La seria e appropriata diffusione di tali studi attraverso corrette metodologie didattico-educative può dunque offrire occasioni di crescita personale e culturale ad allievi e personale scolastico e a contrastare le discriminazioni basate sul genere e sull’orientamento sessuale nei contesti scolastici, valorizzando una cultura dello scambio, della relazione, dell’amicizia e della non-violenza.
La teoria del gender
Il concetto pregiudizievole di “teoria del gender”, che non coincide con gli studi di genere, nasce all’interno degli ambienti cattolici negli anni ’90. Secondo i sostenitori della teoria del gender, gli studi di genere avrebbero l’obiettivo implicito di voler mettere in discussione l’idea di famiglia tradizionale basata su una chiara definizione di sessi e ruoli di genere.

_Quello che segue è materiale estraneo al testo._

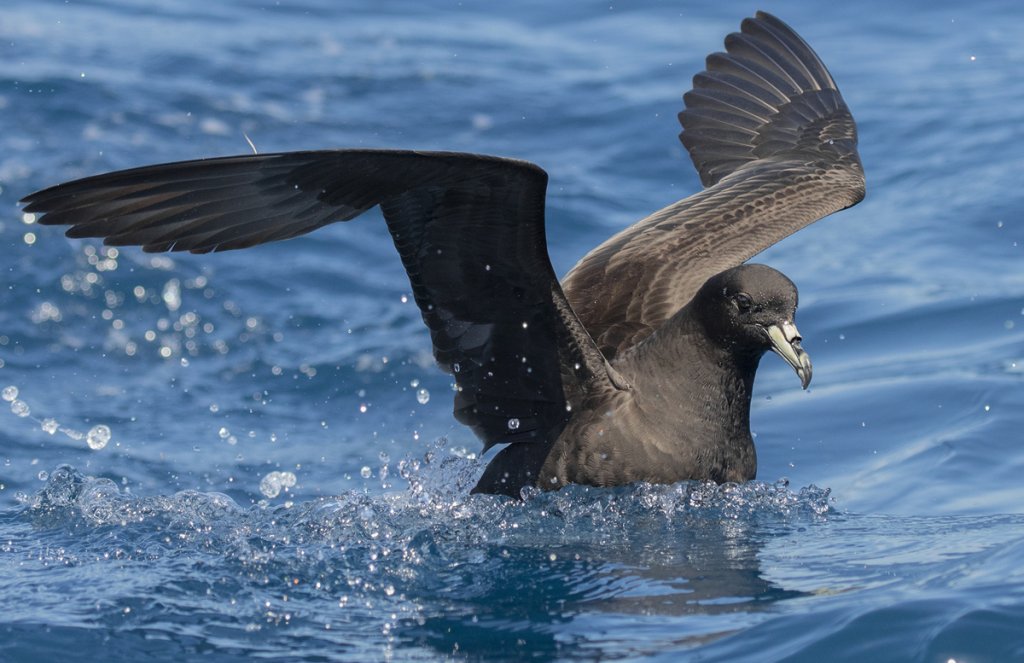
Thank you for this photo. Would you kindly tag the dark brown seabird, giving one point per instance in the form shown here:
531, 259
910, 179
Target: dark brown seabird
639, 366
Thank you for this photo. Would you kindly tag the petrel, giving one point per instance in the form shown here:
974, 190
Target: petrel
640, 364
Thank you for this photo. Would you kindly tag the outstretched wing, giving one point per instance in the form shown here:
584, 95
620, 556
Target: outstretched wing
776, 149
469, 231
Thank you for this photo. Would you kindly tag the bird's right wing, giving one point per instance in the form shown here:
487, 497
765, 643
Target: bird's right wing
776, 150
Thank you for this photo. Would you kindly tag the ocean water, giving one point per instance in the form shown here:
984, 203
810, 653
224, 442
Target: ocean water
251, 455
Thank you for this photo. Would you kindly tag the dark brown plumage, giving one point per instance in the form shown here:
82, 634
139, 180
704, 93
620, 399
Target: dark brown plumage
640, 365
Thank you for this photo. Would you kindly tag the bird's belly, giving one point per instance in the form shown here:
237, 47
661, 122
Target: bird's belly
623, 447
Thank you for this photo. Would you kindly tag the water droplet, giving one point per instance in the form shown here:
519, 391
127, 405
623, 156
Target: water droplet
97, 437
270, 485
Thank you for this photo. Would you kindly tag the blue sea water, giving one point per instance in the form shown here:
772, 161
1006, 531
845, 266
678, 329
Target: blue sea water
283, 478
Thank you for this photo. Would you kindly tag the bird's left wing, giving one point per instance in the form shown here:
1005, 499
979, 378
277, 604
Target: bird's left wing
469, 230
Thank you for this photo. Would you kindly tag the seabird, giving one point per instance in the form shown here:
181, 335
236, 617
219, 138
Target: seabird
640, 364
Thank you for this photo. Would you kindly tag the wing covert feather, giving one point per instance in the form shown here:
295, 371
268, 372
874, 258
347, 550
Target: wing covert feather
776, 150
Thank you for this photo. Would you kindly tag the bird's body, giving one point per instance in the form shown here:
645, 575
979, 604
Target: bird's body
640, 364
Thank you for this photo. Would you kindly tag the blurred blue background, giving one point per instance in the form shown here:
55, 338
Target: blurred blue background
276, 483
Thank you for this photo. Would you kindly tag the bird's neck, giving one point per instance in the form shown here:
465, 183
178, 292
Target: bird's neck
704, 387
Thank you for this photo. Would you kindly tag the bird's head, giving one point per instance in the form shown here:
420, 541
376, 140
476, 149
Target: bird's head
751, 309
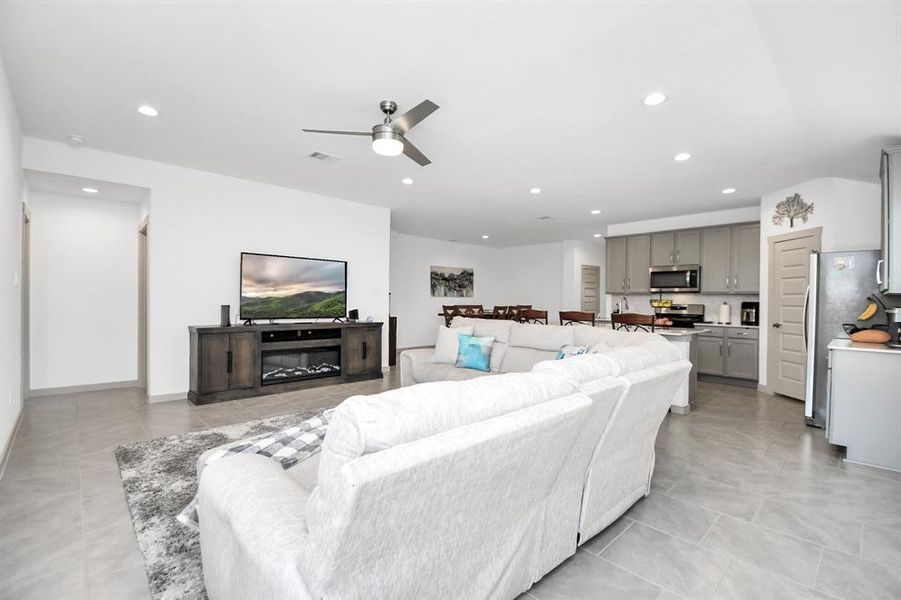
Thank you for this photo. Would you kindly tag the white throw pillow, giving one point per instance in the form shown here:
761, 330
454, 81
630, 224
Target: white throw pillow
447, 346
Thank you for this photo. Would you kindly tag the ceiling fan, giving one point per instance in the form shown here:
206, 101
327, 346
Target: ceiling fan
388, 139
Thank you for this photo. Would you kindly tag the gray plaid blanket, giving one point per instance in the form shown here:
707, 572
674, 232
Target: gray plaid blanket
288, 447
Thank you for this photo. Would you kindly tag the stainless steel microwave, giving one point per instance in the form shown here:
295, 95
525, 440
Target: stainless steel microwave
677, 278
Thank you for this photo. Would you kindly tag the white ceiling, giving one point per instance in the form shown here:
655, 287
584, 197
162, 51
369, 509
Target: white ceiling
56, 183
763, 95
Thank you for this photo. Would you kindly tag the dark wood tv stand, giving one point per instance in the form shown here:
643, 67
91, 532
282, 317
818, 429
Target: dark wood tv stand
254, 360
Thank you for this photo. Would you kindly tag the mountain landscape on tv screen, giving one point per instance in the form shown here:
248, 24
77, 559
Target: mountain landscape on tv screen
306, 305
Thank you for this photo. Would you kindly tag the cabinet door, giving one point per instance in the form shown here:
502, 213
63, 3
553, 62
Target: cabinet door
663, 253
616, 265
715, 266
746, 259
243, 360
688, 247
213, 362
710, 355
741, 359
638, 260
363, 350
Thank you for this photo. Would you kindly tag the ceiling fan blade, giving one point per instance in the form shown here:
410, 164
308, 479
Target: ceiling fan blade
412, 117
413, 152
366, 133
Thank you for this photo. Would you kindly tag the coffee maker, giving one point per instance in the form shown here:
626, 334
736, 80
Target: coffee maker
750, 313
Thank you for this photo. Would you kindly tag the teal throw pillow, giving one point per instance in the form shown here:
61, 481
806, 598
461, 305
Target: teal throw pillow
475, 352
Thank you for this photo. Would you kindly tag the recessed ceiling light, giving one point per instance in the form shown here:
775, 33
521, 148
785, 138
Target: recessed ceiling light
654, 98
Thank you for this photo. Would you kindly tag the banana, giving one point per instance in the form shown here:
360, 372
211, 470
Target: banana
868, 312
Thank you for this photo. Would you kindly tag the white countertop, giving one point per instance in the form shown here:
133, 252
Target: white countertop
681, 331
847, 344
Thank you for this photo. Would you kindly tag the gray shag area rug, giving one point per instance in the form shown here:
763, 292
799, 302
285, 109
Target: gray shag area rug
160, 479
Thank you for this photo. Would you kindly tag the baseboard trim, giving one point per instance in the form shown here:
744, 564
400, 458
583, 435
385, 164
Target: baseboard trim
7, 449
167, 397
88, 387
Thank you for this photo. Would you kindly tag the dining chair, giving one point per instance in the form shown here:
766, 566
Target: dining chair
633, 322
572, 317
535, 317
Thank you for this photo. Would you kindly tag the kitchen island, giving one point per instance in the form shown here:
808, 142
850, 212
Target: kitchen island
865, 402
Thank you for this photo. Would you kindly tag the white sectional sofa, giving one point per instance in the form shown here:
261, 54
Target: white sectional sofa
517, 348
453, 489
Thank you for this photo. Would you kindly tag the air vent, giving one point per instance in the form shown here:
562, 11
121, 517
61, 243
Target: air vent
317, 155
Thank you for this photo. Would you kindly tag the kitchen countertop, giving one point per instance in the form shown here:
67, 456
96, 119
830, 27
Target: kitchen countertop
847, 344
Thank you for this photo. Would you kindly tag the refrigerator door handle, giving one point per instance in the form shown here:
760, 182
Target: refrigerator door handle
810, 332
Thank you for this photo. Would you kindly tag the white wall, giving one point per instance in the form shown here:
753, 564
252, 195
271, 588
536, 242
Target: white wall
547, 276
847, 210
84, 290
12, 190
200, 222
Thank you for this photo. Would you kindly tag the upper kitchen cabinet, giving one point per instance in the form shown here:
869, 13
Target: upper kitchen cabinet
716, 273
616, 266
745, 258
730, 260
638, 263
676, 248
628, 265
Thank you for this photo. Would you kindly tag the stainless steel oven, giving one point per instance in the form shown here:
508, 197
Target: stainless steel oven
677, 278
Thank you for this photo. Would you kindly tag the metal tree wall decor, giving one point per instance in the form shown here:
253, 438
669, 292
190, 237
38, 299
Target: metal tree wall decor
792, 207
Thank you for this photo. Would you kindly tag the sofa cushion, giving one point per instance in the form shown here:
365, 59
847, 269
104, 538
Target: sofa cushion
447, 344
498, 329
475, 353
521, 360
364, 424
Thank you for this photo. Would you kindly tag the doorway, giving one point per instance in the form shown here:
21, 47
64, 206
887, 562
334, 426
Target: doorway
590, 289
789, 272
142, 304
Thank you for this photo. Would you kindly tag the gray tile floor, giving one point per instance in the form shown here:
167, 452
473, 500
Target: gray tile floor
747, 503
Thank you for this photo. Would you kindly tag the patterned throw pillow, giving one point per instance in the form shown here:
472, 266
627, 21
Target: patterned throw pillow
570, 350
475, 352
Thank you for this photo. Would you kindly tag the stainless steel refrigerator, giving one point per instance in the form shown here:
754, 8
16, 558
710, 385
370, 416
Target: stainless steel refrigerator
839, 285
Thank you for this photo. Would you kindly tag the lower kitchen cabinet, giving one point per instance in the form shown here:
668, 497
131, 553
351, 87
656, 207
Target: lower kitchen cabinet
729, 352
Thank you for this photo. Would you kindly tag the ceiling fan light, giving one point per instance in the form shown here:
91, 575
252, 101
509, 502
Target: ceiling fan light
387, 143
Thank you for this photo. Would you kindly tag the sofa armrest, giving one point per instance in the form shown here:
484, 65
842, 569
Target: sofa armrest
409, 359
252, 530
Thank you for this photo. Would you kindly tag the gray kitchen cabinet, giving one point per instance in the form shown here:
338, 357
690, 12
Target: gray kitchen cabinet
638, 261
688, 247
676, 248
616, 265
745, 259
716, 268
663, 249
740, 358
710, 354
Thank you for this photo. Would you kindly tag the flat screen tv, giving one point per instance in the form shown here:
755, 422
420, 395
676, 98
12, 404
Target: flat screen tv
292, 287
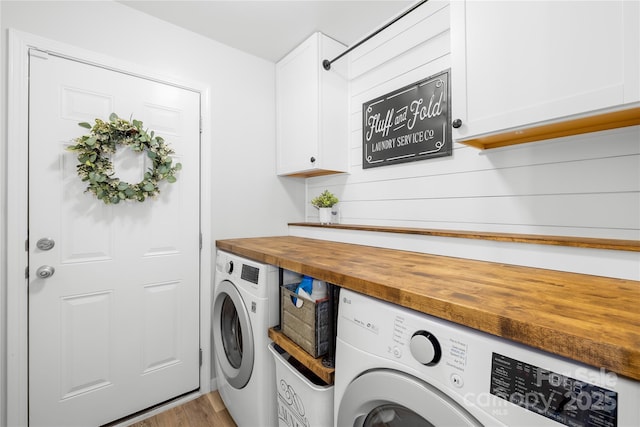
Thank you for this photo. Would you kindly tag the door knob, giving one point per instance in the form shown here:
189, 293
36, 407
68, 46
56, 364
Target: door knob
45, 271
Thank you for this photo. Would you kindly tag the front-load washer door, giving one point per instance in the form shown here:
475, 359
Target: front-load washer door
392, 398
232, 335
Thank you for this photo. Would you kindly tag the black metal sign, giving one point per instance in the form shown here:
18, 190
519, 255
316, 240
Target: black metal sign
411, 123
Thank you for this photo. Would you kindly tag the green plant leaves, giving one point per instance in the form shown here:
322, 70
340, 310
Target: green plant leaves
95, 167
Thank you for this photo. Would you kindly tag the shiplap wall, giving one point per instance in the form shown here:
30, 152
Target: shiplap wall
586, 185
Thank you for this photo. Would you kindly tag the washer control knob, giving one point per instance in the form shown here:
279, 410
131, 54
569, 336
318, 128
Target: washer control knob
425, 348
229, 267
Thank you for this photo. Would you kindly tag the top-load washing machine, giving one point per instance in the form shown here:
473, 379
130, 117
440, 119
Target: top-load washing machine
398, 367
245, 306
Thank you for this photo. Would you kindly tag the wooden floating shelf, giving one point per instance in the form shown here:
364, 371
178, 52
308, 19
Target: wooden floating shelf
298, 353
580, 242
568, 127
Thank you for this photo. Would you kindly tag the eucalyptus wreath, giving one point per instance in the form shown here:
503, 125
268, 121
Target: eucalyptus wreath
95, 166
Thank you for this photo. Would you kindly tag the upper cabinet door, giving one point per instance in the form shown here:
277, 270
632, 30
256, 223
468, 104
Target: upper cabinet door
312, 110
528, 63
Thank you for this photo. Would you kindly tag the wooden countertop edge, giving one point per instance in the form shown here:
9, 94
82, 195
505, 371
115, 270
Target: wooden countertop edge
579, 242
621, 359
298, 353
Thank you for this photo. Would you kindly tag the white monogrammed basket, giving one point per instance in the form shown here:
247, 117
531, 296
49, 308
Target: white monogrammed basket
301, 403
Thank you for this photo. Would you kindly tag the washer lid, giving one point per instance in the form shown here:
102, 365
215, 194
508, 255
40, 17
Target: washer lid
393, 398
232, 335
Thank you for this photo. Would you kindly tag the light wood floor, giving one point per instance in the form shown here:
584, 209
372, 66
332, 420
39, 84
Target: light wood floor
207, 410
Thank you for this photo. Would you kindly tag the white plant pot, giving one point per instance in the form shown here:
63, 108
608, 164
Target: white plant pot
325, 215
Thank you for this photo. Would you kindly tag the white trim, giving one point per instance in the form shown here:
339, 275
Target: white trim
17, 184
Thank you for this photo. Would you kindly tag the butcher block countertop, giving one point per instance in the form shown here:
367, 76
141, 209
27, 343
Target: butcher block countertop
591, 319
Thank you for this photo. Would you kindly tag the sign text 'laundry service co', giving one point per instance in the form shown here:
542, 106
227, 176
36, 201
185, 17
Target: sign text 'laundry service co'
411, 123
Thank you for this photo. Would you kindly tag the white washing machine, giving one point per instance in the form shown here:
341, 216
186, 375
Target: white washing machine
399, 367
245, 306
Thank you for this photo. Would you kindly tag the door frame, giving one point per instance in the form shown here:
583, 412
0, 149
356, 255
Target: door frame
19, 44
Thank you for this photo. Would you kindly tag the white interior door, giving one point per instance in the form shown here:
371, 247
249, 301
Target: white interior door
116, 328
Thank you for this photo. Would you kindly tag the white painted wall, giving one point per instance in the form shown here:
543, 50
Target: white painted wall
587, 185
248, 199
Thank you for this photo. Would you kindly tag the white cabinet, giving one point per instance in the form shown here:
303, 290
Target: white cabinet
523, 64
312, 110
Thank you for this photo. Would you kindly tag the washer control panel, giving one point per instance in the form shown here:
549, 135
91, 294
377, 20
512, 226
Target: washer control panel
566, 400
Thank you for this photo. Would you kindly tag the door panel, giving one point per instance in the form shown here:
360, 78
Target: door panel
116, 328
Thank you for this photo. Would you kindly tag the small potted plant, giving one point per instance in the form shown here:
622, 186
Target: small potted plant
324, 202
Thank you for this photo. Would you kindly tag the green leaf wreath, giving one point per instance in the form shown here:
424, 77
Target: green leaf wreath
95, 167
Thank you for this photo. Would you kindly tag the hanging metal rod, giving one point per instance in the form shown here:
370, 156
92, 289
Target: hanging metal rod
327, 64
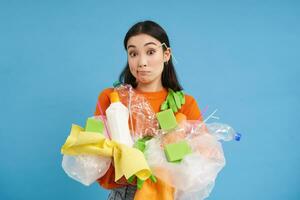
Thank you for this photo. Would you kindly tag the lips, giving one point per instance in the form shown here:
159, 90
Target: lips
143, 72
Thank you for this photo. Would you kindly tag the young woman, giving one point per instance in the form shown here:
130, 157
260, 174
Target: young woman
150, 71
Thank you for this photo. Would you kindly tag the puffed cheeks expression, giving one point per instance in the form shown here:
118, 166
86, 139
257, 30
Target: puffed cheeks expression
146, 58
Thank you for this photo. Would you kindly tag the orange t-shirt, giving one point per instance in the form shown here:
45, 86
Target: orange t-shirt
190, 109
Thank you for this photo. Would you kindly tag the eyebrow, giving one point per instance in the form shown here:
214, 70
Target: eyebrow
148, 43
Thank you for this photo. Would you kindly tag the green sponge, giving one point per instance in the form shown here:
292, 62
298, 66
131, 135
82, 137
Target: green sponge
94, 125
176, 152
166, 119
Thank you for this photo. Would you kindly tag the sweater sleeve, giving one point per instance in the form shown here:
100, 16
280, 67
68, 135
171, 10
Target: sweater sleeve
191, 109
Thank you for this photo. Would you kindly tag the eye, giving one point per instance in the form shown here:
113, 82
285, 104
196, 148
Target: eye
150, 51
132, 54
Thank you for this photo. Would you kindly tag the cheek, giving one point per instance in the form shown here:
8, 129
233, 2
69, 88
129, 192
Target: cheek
132, 67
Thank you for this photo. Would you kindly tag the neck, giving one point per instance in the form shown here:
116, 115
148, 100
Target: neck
149, 87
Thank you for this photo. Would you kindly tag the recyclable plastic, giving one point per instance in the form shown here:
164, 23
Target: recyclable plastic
117, 118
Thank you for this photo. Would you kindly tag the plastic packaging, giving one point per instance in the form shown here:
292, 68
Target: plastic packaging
117, 117
223, 132
143, 120
85, 169
194, 176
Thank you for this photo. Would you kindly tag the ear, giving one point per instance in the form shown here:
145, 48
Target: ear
167, 55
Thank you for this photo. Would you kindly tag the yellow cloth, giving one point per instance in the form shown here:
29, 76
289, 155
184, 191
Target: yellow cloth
128, 161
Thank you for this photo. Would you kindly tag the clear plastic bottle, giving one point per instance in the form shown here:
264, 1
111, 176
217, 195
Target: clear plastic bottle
223, 132
117, 118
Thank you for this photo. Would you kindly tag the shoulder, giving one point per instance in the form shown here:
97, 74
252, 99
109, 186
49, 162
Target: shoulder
191, 108
189, 99
105, 93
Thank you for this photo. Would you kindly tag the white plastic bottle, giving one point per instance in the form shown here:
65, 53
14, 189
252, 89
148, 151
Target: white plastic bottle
223, 132
117, 118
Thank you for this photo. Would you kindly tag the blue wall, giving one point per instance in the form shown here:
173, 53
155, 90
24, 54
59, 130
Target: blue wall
237, 56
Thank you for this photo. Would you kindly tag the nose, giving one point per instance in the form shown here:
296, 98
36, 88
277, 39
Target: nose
142, 61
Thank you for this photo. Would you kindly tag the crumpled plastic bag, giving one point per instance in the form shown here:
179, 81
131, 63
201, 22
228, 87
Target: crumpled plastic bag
142, 115
194, 176
85, 169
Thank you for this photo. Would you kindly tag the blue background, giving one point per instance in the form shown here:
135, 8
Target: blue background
241, 57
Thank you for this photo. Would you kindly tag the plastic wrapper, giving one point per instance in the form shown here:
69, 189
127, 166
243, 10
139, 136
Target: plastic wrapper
142, 117
194, 176
85, 169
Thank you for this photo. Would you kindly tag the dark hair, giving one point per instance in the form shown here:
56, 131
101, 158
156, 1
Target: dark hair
169, 77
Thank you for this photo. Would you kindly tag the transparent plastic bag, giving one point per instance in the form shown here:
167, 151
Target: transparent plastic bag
85, 169
142, 116
194, 176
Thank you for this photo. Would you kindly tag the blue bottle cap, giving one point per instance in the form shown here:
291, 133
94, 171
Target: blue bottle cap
237, 137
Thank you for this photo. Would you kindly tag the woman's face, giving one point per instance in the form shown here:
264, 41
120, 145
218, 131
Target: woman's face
146, 58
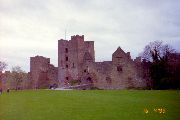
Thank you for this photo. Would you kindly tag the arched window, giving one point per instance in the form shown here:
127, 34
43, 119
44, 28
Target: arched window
119, 68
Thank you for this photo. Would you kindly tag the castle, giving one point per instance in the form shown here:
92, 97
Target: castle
77, 66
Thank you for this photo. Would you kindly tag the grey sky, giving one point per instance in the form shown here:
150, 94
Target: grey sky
33, 27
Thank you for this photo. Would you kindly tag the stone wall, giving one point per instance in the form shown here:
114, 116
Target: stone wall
43, 74
120, 73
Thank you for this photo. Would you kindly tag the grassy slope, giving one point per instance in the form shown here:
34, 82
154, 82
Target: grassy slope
89, 105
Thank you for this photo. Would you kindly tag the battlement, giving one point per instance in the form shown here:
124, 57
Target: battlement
77, 37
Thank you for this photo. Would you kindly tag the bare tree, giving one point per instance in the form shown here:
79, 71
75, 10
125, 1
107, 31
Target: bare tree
159, 55
157, 51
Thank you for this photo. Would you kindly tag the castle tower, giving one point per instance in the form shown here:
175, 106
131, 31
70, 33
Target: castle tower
71, 56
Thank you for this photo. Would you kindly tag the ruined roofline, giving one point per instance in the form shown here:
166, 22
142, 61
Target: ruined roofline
40, 57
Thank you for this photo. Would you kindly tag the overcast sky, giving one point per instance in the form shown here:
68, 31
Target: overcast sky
33, 27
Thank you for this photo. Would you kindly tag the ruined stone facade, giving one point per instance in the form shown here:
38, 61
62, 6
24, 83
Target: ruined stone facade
42, 73
76, 64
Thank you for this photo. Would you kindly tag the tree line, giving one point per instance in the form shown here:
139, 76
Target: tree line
164, 68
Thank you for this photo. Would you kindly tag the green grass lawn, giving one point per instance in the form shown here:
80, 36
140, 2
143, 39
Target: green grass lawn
89, 105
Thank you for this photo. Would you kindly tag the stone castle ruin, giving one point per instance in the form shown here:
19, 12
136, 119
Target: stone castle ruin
77, 67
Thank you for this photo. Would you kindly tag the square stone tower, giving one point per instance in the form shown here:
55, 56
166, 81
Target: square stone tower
71, 57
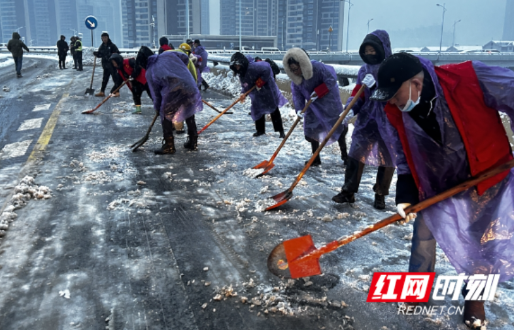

Dale O’Leary, giornalista, attivista dell’Opus Dei, pubblica nel 2006 “Maschi o femmine? Una guerra sui generi” in cui troviamo una prima formulazione di quella che poi verrà conosciuta come la “teoria del gender”.
Secondo la giornalista i sostenitori dell’ideologia del gender sarebbero:
– il gruppo che si occupa del controllo della popolazione;
– quello dei libertari della sessualità;
– gli attivisti dei diritti dei gay.
L’espressione “teoria del gender” nasce, in sintesi, da una moderna “caccia alle streghe” a causa di un percepito presunto attacco alla famiglia tradizionale.